2. Treating the "Floater." Typically, a former member floats, or returns to a pseudo-identity state, as a result of a trigger that can be visual (i.e., seeing a book written by the cult leader), verbal, physical, gustatory, or even olfactory. To defuse the trigger, it must be identified and the cultic language or jargon associated with it examined. Words that are given unique or idiosyncratic meaning by the cult should be correctly redefined by showing the client the dictionary definition of the word. Sometimes merely concentrating on crossword puzzles and other word games can help a patient to diminish or prevent floating (Tobias, 1993).

The immediate or crisis treatment for floating involves orienting the patient sharply to present reality with respect to time, place, person, event, and self. It may be necessary to remind him repeatedly that he is no longer in the cult, to encourage him to engage in conversation, and to review facts that promote the experience of being himself in the here and now. Crisis treatment should also include a review of why he left the cult and the problems associated with it (e.g., exploitative or criminal behavior). Patients should be encouraged to make notes and list the reasons why they left the cult, along with personal and social problems that ensued from their cult experience. If they cannot reach their clinicians when episodes of floating occur, they can review their notebooks until the floating stops or they receive help.

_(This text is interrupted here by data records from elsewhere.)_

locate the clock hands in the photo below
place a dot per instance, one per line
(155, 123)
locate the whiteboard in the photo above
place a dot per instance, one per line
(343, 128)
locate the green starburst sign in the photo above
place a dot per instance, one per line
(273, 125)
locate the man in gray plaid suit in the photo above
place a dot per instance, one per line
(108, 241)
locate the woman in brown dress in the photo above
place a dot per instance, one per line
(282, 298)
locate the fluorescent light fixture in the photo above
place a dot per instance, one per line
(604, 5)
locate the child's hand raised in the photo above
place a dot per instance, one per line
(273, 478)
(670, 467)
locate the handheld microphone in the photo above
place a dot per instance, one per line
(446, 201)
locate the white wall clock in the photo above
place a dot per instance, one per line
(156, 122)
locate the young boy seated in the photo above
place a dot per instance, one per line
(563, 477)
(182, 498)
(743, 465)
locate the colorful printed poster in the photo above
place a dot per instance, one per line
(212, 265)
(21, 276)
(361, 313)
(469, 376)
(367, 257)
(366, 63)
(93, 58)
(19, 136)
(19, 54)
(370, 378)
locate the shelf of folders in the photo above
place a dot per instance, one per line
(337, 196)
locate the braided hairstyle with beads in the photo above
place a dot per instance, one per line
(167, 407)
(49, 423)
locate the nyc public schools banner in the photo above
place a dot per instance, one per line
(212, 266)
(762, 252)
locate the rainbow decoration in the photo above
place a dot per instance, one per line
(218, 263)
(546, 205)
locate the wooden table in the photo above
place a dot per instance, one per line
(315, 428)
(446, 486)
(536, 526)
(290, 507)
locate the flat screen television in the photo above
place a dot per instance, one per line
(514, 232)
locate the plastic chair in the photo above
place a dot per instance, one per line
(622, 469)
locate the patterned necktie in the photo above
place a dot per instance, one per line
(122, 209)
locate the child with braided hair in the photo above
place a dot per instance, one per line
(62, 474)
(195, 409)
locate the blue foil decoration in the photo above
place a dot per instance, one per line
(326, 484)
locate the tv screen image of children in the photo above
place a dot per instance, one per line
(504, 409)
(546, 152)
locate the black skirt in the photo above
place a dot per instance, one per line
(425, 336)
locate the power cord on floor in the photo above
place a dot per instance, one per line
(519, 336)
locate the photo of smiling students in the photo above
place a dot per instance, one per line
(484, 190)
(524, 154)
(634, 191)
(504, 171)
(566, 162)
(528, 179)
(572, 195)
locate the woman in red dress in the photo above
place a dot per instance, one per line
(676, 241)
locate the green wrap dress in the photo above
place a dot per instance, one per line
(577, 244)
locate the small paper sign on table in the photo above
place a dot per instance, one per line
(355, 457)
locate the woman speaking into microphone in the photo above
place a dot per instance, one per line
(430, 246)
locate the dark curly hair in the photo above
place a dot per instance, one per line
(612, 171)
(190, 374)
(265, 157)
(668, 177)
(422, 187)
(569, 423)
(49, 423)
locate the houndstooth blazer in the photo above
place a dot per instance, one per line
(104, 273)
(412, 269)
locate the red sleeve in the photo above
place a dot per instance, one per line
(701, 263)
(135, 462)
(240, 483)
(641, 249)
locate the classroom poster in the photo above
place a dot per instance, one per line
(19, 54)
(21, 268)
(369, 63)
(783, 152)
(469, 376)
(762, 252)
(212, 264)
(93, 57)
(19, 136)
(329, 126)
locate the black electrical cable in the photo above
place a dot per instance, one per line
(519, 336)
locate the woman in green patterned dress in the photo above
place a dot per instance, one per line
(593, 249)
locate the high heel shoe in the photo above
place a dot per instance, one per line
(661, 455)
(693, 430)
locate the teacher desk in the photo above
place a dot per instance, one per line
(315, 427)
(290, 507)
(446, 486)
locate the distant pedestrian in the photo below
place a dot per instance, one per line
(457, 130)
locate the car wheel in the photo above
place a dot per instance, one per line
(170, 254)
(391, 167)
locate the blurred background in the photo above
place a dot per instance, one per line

Generally, floating is diminished by a thorough and comprehensive counseling process. The more the former member learns about the cult, and the more he is helped to understand the negative impact the cult has had on him, the less likely he will be to experience episodes of floating. If these episodes persist, more rigorous methods -- similar to those employed in treatment of major dissociative disorders -- may be required.

3. Treating the "Survivor." People forced by manipulative cult leaders to engage in and/or witness heinous acts often manifest symptoms of PTSD. Nightmares, intrusive thoughts or images, fearfulness, and various psychosomatic malfunctions are common reactions. However, the formation of a pseudo-identity is not necessarily associated with specific traumata, and the symptoms that cult members experience after they leave the cult may not be exactly those which meet the diagnostic criteria for PTSD. Nevertheless, the cult experience itself, and the process of disengaging from the cult, inevitably involve some degree of trauma to the person. The picture of a concentration camp survivor may result. To promote a full recovery from the sequelae of cult membership, the therapist should help the former member to learn about the dynamics of cultic groups and to understand how individuals in such situations can be induced to behave in ways highly deviant from their previous patterns, or to fail to behave in ways that were previously characteristic. Therapy should focus on "detriggering" and "reframing" the traumatic incidents that continue to affect the former member via educative strategies, cognitive-behavioral techniques, memory work, and dynamically oriented psychotherapy, as indicated.